Natural remedies over the millennia

A promising trend I see on PubMed recently is a swelling of interest in and scientific research on natural compounds from herbs and foods that have been used by humans for thousands of years. There is relatively little profit motive for pharmaceutical companies to fund such research, so it has been neglected. There's certainly a need for new, patentable molecules designed to selectively inhibit certain processes in the body and to correct for genetic faults, but we have a lot of naturally occurring molecules to investigate, as well.

LDS people (Mormons) have scriptures that say

"And again, verily I say unto you, all wholesome herbs God hath ordained for the constitution, nature, and use of man— Every herb in the season thereof, and every fruit in the season thereof; all these to be used with prudence and thanksgiving.

But which herbs are wholesome? And for what conditions? Despite attempts to keep track of herbs and their effects for the past 5000 years, if Chinese oral tradition is accurate, humanity still has a long way to go in figuring them out.

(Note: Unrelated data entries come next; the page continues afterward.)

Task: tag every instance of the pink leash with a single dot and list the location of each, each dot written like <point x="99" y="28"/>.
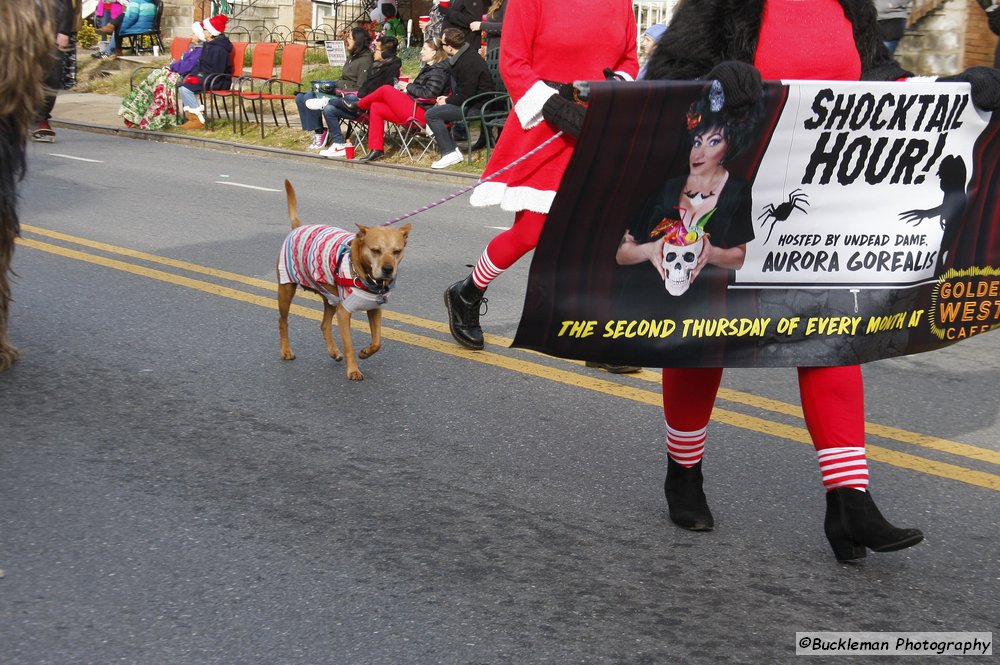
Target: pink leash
<point x="473" y="186"/>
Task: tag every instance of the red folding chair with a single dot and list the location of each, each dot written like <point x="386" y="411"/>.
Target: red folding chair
<point x="239" y="51"/>
<point x="251" y="88"/>
<point x="292" y="58"/>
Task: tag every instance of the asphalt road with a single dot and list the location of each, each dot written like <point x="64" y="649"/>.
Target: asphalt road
<point x="173" y="492"/>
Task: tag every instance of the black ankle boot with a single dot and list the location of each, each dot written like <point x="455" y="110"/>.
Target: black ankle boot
<point x="463" y="300"/>
<point x="685" y="497"/>
<point x="853" y="522"/>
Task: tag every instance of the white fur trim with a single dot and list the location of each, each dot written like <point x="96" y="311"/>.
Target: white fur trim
<point x="529" y="107"/>
<point x="512" y="199"/>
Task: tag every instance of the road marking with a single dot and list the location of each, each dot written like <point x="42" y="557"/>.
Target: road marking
<point x="239" y="184"/>
<point x="79" y="159"/>
<point x="571" y="378"/>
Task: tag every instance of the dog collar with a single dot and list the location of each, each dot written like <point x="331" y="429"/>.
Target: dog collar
<point x="369" y="284"/>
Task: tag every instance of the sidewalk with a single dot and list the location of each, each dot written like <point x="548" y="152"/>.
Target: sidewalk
<point x="99" y="113"/>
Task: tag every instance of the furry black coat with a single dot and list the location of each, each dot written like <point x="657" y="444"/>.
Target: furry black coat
<point x="704" y="33"/>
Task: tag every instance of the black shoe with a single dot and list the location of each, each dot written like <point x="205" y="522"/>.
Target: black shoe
<point x="614" y="369"/>
<point x="685" y="497"/>
<point x="463" y="300"/>
<point x="372" y="156"/>
<point x="853" y="522"/>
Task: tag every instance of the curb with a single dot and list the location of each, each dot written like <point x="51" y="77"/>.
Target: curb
<point x="415" y="172"/>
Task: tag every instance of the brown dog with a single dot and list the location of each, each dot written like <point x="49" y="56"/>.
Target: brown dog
<point x="351" y="272"/>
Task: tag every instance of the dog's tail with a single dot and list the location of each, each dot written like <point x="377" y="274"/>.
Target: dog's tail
<point x="293" y="206"/>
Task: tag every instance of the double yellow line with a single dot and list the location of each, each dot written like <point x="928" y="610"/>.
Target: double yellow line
<point x="520" y="365"/>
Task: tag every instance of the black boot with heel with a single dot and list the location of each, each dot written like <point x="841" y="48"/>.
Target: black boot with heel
<point x="854" y="523"/>
<point x="463" y="300"/>
<point x="686" y="498"/>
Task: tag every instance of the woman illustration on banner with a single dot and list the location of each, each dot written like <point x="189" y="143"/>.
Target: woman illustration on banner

Only 5000 years did I say? It looks like the Neanderthals might have been using natural remedies to treat their physical ailments well over 40,000 years ago:

"One of the most surprising finds, however, was in a Neanderthal from El Sidrón, who suffered from a dental abscess visible on the jawbone. The plaque showed that he also had an intestinal parasite that causes acute diarrhoea, so clearly he was quite sick. He was eating poplar, which contains the pain killer salicylic acid (the active ingredient of aspirin), and we could also detect a natural antibiotic mould (Penicillium) not seen in the other specimens.""Apparently, Neanderthals possessed a good knowledge of medicinal plants and their various anti-inflammatory and pain-relieving properties, and seem to be self-medicating. The use of antibiotics would be very surprising, as this is more than 40,000 years before we developed penicillin. Certainly our findings contrast markedly with the rather simplistic view of our ancient relatives in popular imagination."
http://popular-archaeology.com/issue/winter-2017/article/dental-plaque-dna-opens-new-window-on-neanderthal-life-ways

Reading that makes me think we should routinely reevaluate all the traditional remedies and "old wives' tales" to see whether new research has found out something indicating whether and how there might be something to those old uses of plants and other natural substances. (While we're at it, we should also probably stop maligning Neanderthals as stupid nonhumans if they were using penicillin intentionally that long ago.) Giving barley water a fresh look helped me see how molybdenum can help with migraines and nausea. Who knows what other real natural remedies we modern humans are missing?